The International Criminal Court will not prosecute Israel for a 2010 raid on a Gaza-bound aid ship that left eight Turks and an American dead, even though there’s reason to believe war crimes were committed, a prosecutor with the Netherlands-based court said Thursday.
While conceding that war crimes may have been committed in the botched raid, the potential cases “would not be of ‘sufficient gravity’ to justify further action by the ICC,” prosecutor Fatou Bensouda said.
“In the final analysis, I have, therefore, concluded that the legal requirements under the Rome Statute to open an investigation have not been met and I am announcing that the preliminary examination has been closed,” Bensouda said.
The case centers on an attempt by groups including the Cyprus-based Free Gaza Movement and a pro-Palestinian Turkish charity to deliver goods to the Palestinian territory despite an Israeli blockade in May 2010.
Activists organized a flotilla and departed Cyprus for Gaza, hoping to raise awareness of what it called Israel’s “illegal siege on” the territory. But Israeli commandos raided one of the ships, the Mavi Marmara, because it violated the Israeli-imposed blockade on the Palestinian territory.
Eight Turks and an American citizen of Turkish descent were killed in the raid. Israel said at the time that its troops fired only after they were attacked with knives and other objects after boarding the ship.

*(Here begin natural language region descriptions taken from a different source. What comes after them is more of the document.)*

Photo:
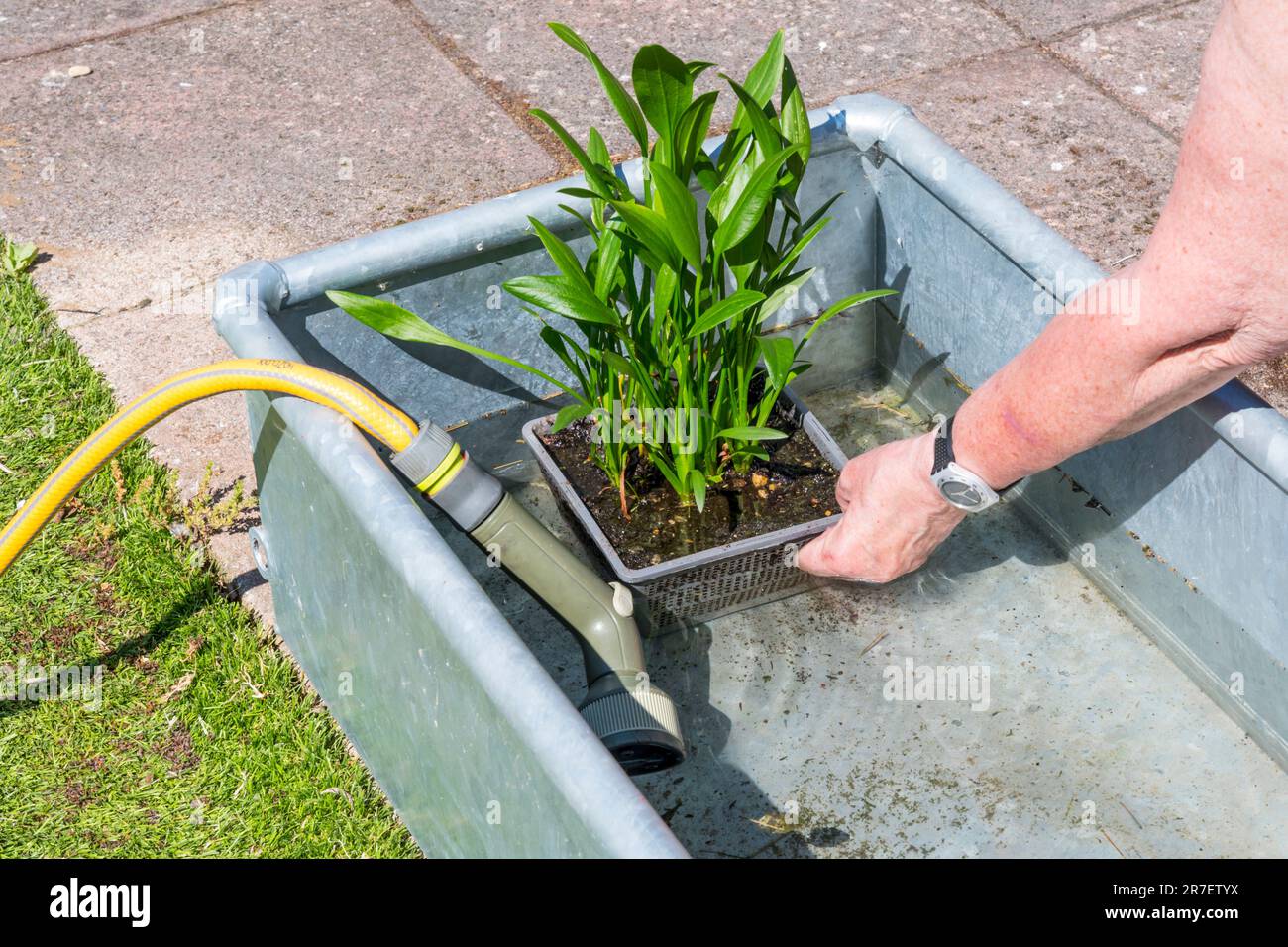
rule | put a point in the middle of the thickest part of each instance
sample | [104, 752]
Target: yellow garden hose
[639, 725]
[377, 418]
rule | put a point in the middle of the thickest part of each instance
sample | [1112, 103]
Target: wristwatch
[958, 486]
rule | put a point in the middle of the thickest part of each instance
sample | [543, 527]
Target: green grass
[206, 742]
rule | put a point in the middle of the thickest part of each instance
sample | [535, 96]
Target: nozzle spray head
[636, 722]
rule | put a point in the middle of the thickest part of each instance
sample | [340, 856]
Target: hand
[894, 517]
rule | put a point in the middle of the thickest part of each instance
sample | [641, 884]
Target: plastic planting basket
[703, 585]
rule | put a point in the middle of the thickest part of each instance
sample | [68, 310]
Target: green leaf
[397, 322]
[780, 296]
[697, 67]
[559, 343]
[780, 352]
[559, 252]
[563, 296]
[765, 73]
[649, 228]
[570, 414]
[682, 214]
[816, 215]
[706, 172]
[760, 84]
[748, 208]
[751, 433]
[691, 132]
[617, 94]
[840, 305]
[794, 119]
[799, 248]
[664, 291]
[769, 138]
[725, 309]
[18, 257]
[606, 261]
[664, 88]
[698, 482]
[603, 185]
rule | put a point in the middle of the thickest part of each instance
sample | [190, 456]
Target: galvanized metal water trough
[434, 680]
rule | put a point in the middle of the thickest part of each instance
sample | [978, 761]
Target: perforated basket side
[711, 582]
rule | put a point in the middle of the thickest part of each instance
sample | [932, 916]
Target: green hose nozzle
[636, 720]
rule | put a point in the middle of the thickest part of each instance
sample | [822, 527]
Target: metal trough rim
[248, 296]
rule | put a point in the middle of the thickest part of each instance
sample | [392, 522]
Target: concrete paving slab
[281, 127]
[1047, 18]
[34, 27]
[1150, 63]
[837, 47]
[1070, 154]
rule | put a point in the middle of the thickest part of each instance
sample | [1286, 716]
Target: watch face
[960, 493]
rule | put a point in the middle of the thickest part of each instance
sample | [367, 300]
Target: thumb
[811, 554]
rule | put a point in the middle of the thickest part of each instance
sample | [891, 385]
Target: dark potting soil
[798, 484]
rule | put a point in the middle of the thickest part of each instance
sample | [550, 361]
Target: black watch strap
[944, 451]
[943, 446]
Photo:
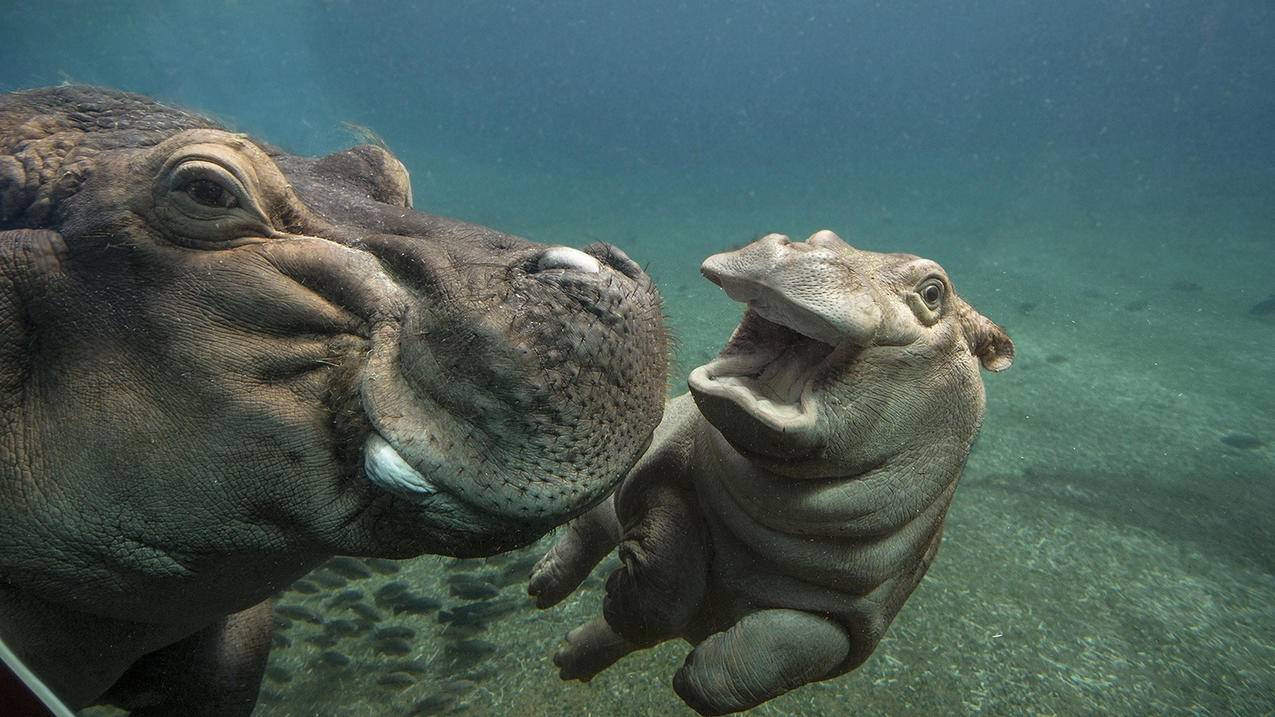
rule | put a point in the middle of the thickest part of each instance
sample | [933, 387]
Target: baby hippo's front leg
[760, 657]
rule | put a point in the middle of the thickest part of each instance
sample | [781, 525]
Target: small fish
[394, 632]
[346, 597]
[320, 641]
[458, 632]
[348, 568]
[342, 628]
[383, 565]
[485, 611]
[415, 666]
[298, 613]
[416, 605]
[397, 680]
[390, 592]
[366, 611]
[393, 646]
[333, 658]
[457, 687]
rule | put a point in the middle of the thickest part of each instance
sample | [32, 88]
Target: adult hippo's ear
[987, 341]
[372, 171]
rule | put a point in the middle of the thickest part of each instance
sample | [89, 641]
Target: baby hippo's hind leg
[583, 544]
[760, 657]
[589, 650]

The Mavi Marmara raid damaged relations between Turkey and Israel, two close allies of the United States that had previously enjoyed military, economic and intelligence-sharing ties.
Last year, U.S. President Barack Obama helped broker a telephone apology for the raid from Israeli Prime Minister Benjamin Netanyahu to his Turkish counterpart.
Israel imposed the blockade on Gaza in 2007 after the militant group Hamas seized control of the Palestinian territory. It was designed to stop the smuggling of arms into the territory, the Israeli government said.
But activists say Israel’s embargo of goods into Gaza from land and sea punishes civilians in the tiny and densely populated strip of land along the Mediterranean coast.
Bensouda started examining the case last year at the urging of the Comoros, an island nation off Africa’s eastern coast. Though the flotilla departed from Cyprus, the Mavi Marmara was registered in the Comoros.